Stock Data Analysis - Text Parsing / Excel Spreadsheet

I have a large amount of intraday stock data for over 600 stocks stored in ascii format that I need to analyze to get summary statistics for. The analysis should output the summary statistics to an Excel workbook.

The primary objective of this exercise is to screen a large amount of financial information for missing entries. This is not a difficult project by any means, but the skill involved is in getting the program to run within a reasonalble time period. Assume each of the .txt files are around 30Mb.

Currently, the data is stored in around 600 discreet .txt files. I have included one example file which is around half the size of the usual files. Freelancer won't allow me to upload due to size restrictions so please PM me for more examples. The data is stored in the usual format mm/dd/yyyy hh:mm open,high,low,close,volume.

As you will see, these files are large. I need someone who is an expert in very high speed text parsing / data analysis. I'm not at all concerned as to which programming language the developer chooses to use but I would imagine one of the Microsoft programming languages would be easier given that the summary statistics output must be in Excel 2007.

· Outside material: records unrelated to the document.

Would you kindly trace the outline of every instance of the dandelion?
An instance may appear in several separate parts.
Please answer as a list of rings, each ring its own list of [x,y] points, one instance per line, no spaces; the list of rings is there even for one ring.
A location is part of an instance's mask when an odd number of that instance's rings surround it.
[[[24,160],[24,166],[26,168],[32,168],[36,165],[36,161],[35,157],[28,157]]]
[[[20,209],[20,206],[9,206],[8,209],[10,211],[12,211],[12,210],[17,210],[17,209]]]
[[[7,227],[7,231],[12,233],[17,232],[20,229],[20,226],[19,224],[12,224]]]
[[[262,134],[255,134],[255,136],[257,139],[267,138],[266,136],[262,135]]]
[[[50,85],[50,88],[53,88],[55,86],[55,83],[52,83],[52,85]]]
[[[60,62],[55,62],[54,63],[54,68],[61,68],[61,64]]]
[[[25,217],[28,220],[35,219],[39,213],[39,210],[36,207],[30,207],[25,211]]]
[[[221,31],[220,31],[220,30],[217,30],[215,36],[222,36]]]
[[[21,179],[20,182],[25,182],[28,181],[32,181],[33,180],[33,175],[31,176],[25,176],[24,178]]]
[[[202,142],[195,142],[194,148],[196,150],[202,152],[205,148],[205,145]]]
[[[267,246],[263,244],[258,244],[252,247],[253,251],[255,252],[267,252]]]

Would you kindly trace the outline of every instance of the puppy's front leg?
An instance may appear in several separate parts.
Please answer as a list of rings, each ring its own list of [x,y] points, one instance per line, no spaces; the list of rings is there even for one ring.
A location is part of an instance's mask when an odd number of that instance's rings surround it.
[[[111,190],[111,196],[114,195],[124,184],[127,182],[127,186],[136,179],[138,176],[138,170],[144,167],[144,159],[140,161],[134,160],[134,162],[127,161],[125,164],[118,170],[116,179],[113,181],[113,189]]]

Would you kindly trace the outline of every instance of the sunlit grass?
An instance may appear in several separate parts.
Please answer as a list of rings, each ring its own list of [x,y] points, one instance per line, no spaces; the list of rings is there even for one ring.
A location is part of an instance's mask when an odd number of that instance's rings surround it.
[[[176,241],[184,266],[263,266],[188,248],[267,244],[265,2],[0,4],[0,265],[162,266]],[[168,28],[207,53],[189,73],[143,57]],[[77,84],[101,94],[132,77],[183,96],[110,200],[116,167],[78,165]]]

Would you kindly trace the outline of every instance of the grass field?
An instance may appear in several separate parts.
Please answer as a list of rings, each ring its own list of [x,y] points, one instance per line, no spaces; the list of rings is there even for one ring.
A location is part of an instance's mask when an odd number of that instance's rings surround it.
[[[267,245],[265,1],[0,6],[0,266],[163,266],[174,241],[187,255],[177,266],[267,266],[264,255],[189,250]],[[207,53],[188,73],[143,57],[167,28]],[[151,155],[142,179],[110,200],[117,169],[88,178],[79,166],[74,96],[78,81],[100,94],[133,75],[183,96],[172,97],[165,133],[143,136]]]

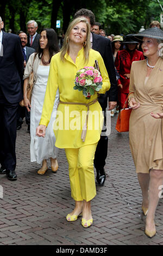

I would like the application to perform analysis and develop summary statistics for each stock. The summary statistics should include:

Date of First Data point

Date of Last data point

Number of datapoints per day (A time series excel graph for each day for each stock)

The dates Days when there are no data points (Weekends should not be included for each of these)

The output workbook will be composed of three main areas:

1) A summary sheet which list all the stocks in the folder to be analysed. Their start dates, end dates and number of missing days, and the days they are missing entries.

2) A second worksheet that contains a list of days that are not to be included in the analysis (ie. non-trading days excluding weekends)

3) The full analysis sheets for each stock file including a time series graph with the number of data points for each day. And a list of the days for which there are no entries.

That means that the final output will be an excel workbook with a large number of workbooks, one for each stock and two additional ones as described in points 1 and 2 above.

The application must also ask me for the period over which I wish to perform the analysis. Ie.

I will be using the application to analyze all of the files sequentially so here's the challenge:- I the application MUST run through all (600) of the text files in less than 18 hours on a Dual Core Pentium T2050 laptop with 2Gb of RAM running Windows XP.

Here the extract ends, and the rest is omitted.